This can be easily, although it takes some work to do, to compile for a RPi, on a RPi. I was able to do it on my RPi3 running Bullseye. You can do it using the Debian/Ubuntu compiling instructions over on the Github. (I found that when it came to the "make" command, just using "make" without the "-j$(nproc)" worked best since the Pi3 is kinda slow, it may work fine on a Pi4.)
Where it gets time consuming, is that you need to install the dependencies. Taglib 1.12 (which is highly recommended because 1.11 can corrupt .ogg files) needs to be compiled from source (unless the Pi repository has finally been updated), same with Qt6 (Compiling Qt6 was probably the most frustrating part of the process and it takes a while to compile it on a RPi3. Qt5 can be added through RPi's built-in software install app). What I did was run "cmake .." from the "build" directory and watched the screen output to see what dependencies were missing and added them.
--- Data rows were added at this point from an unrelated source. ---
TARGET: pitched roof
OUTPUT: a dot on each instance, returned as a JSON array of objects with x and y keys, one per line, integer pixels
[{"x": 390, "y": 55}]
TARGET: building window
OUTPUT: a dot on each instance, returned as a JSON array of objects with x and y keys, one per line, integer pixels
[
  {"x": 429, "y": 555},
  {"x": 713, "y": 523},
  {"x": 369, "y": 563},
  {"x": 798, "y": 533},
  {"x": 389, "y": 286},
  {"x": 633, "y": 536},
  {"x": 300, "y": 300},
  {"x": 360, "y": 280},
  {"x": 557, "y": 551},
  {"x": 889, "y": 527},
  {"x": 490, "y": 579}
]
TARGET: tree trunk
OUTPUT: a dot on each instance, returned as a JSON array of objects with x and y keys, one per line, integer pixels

It can be frustrating figuring out what the name of the dependency is when trying to add it from the Pi Repositories. The official software installation app is a big help with eeking out most dependencies, "apt list" is another big help, some I just had to resort to googling to find the dependency name.
Yes, it'd be nice if someone would add it to the official repository, but once you have all the dependencies installed it goes fairly quickly. Obviously, the downside is that you have to keep the dependencies installed so that you can compile newer releases, which takes up space.
I don't frequent here, but if you want some assistance and are patient, I might be able to help if you hit a roadblock. I'm not a programmer or a heavy Linux user, so I can't really answer compiling questions outside of those issues I ran into compiling this and other software on my Pi, but I can try to answer any questions you may have.
Edit to add: I went through all of this to compile version 1.0.2, compiling 1.0.3 went very smoothly since I had all the dependencies installed when I was trying to compile 1.0.2. Just to let you know that the latest version can be compiled and run on a Pi. The verison of Bullseye I am running is the 32 bit version.